Synchrotron-based X-ray absorption spectroscopy measurements

X-ray absorption near-edge structure (XANES) and Extended X-ray Absorption Fine Structure (EXAFS) were acquired at the 10C nano-probe XAFS beamline (BL10C) of Pohang Light Source II. Prior to each run, the energy scale was calibrated using a metal-foil reference. Ex-situ spectra were acquired in both transmission and fluorescence modes and processed with the Demeter software package.

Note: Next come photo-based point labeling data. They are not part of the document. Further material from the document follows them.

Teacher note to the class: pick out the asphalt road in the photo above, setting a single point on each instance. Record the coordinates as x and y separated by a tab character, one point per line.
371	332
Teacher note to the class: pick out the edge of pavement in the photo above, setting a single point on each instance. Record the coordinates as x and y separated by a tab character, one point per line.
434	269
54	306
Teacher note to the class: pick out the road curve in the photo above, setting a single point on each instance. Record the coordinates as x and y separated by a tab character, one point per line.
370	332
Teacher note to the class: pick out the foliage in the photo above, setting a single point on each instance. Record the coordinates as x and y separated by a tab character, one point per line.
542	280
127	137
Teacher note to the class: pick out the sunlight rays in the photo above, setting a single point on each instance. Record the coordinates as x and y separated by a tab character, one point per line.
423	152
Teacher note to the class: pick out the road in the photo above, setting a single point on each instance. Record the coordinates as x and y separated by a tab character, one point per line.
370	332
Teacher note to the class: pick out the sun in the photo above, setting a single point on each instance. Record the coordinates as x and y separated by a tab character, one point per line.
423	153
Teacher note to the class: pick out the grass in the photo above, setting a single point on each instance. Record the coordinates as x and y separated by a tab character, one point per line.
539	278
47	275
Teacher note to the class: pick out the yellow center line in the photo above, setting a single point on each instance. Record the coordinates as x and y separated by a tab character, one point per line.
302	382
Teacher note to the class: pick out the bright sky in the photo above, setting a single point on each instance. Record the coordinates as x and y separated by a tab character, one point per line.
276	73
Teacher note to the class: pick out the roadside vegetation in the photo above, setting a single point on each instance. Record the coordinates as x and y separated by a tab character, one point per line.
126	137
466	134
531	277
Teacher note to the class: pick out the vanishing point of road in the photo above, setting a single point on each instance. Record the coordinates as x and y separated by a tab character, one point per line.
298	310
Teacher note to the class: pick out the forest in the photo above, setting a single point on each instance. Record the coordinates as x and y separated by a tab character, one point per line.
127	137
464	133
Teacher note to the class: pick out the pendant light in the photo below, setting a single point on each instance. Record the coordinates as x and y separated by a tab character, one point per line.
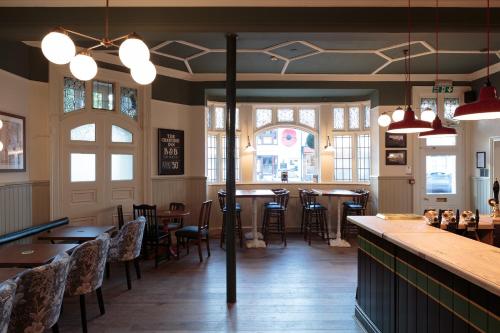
438	130
59	49
409	123
488	104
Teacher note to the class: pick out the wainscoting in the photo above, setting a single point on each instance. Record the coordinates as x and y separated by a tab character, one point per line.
190	190
23	205
394	194
294	211
481	194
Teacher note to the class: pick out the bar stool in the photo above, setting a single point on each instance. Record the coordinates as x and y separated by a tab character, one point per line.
315	217
355	207
274	217
238	229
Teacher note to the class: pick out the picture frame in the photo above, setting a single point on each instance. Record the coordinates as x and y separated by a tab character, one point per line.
480	159
395	157
12	143
395	140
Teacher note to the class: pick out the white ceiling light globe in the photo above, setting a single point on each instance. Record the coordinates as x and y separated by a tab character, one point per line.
428	115
133	51
398	114
144	73
58	48
83	67
384	120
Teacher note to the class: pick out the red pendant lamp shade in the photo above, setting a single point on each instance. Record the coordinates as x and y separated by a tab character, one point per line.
409	124
438	130
486	107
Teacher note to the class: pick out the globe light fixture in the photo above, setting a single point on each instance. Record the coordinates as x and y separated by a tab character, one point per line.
428	115
83	67
398	114
384	120
133	51
144	73
58	47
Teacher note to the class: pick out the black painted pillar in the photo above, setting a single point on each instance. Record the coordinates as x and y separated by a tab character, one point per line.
231	166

For in-situ flow-enabled studies, we employed a custom reactor that enabled simultaneous light irradiation, gas delivery, and X-ray probing under well-controlled conditions. A xenon lamp supplied illumination, which was guided to the catalyst layer through an optical fiber and maintained at 100 mW cm−2. The gas flow system was integrated with a mass flow controller to ensure precise delivery of CO2 (10 sccm) and H2O flow (10 mL/min) to the photocatalyst surface. To facilitate X-ray measurements, the reactor included a dedicated X-ray window located at the gas flow component. X-rays were directed at an angle perpendicular to the gas flow layer, penetrating the PTFE substrate to reach the photocatalyst layer coated on the inner surface of the membrane. The fluorescence emissions from the photocatalyst surface were captured by a silicon detector positioned at an appropriate angle, enabling real-time tracking of Cu bonding changes and structural evolution.

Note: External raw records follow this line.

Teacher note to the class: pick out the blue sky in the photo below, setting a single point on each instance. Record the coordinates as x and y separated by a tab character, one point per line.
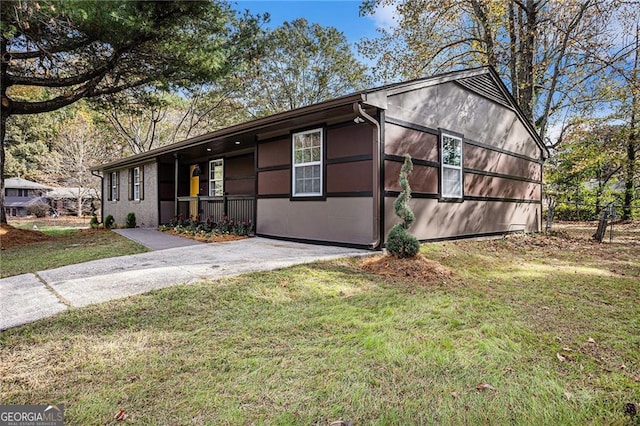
341	14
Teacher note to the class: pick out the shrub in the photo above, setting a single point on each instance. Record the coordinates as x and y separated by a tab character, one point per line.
93	223
38	209
131	220
400	242
109	221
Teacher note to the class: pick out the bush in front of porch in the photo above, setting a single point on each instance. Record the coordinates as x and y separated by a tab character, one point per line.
210	229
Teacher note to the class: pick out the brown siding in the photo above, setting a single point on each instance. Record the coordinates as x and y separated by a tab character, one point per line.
350	141
350	177
423	178
239	166
488	186
420	145
492	161
276	153
274	182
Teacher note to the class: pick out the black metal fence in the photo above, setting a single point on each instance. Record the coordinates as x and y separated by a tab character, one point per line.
237	207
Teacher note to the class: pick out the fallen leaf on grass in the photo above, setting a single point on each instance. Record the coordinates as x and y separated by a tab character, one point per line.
120	415
485	386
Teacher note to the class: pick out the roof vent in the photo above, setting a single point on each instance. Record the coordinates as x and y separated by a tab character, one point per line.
484	85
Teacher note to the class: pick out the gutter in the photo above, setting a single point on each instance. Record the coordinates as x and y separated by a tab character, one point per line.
101	193
357	108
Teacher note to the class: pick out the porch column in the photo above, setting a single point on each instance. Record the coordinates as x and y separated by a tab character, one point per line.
175	187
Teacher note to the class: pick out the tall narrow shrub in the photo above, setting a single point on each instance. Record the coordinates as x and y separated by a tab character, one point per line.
400	242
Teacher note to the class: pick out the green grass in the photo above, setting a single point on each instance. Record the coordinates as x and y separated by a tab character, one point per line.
67	247
322	342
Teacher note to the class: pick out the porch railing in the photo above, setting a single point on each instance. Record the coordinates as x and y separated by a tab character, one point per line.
236	207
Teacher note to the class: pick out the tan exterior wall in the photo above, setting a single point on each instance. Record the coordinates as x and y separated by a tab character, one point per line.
340	220
471	218
502	173
146	210
449	106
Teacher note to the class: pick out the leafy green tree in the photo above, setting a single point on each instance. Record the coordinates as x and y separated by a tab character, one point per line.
549	53
304	64
400	242
88	49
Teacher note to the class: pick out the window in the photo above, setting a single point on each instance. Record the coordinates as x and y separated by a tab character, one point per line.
307	163
113	185
135	179
216	178
451	166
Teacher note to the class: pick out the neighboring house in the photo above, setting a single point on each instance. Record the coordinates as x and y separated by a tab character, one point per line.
20	194
329	172
70	200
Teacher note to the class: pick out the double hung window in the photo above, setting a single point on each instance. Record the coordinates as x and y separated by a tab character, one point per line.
451	166
216	178
307	163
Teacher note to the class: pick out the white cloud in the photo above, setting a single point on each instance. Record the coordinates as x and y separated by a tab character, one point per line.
385	17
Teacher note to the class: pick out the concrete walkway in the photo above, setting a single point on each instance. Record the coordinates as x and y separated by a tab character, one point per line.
29	297
154	239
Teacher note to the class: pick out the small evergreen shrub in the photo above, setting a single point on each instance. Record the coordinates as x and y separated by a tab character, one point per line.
400	242
93	223
109	221
131	220
38	209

For the in-situ flow-less reaction, the reactor was purged with CO2 containing H2O vapor at a flow rate of 100 sccm for 1 h, after which all connected lines were closed, and the system was exposed to Xe light irradiation at an intensity of 100 mW/cm2.

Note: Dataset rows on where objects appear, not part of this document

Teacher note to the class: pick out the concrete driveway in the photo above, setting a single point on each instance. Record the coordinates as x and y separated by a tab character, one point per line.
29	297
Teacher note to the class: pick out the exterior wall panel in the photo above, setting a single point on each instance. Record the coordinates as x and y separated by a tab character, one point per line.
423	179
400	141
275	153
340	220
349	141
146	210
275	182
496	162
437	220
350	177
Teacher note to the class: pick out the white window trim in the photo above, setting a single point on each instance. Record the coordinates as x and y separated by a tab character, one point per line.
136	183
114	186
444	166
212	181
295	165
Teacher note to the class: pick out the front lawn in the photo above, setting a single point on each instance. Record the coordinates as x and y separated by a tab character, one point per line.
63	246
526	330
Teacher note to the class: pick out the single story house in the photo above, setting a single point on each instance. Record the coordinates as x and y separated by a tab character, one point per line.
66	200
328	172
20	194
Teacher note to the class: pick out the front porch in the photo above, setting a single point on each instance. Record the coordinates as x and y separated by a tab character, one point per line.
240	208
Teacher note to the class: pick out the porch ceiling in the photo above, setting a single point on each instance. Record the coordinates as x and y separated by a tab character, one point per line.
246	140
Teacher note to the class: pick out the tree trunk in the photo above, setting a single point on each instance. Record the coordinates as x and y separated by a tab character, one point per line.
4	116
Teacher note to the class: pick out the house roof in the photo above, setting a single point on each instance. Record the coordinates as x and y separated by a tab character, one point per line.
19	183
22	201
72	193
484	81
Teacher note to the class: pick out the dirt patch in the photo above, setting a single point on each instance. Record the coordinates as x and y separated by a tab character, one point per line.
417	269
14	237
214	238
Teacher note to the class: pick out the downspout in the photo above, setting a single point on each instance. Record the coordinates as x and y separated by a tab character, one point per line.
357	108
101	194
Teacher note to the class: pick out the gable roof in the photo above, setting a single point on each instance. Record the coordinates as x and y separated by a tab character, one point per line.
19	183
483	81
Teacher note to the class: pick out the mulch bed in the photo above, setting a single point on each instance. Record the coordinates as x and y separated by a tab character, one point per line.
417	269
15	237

For in-situ measurement, the custom-designed reactor was engineered to allow simultaneous light irradiation, gas flow, and X-ray measurements while maintaining a controlled reaction environment. A Xe lamp was used as the light source, and light was delivered directly to the photocatalyst layer via an optical fiber. The reaction surface was continuously irradiated with a light intensity of 100 mW/cm2, covering X-ray exposure area. The gas flow system was integrated with a mass flow controller to ensure precise delivery of CO2 (10 sccm) and H2O flow (10 mL/min) to the photocatalyst surface. To facilitate X-ray measurements, the reactor included a dedicated X-ray window located at the gas flow component. X-rays were directed at an angle perpendicular to the gas flow layer, penetrating the PTFE substrate to reach the photocatalyst layer coated on the inner surface of the membrane. The fluorescence emissions from the photocatalyst surface were captured by a silicon detector positioned at an appropriate angle, enabling real-time tracking of Cu bonding changes and structural evolution. For the in-situ flow-less reaction, the reactor was purged with CO2 containing H2O vapor at a flow rate of 100 sccm for 1 h, after which all connected lines were closed, and the system was exposed to Xe light irradiation at an intensity of 100 mW/cm2.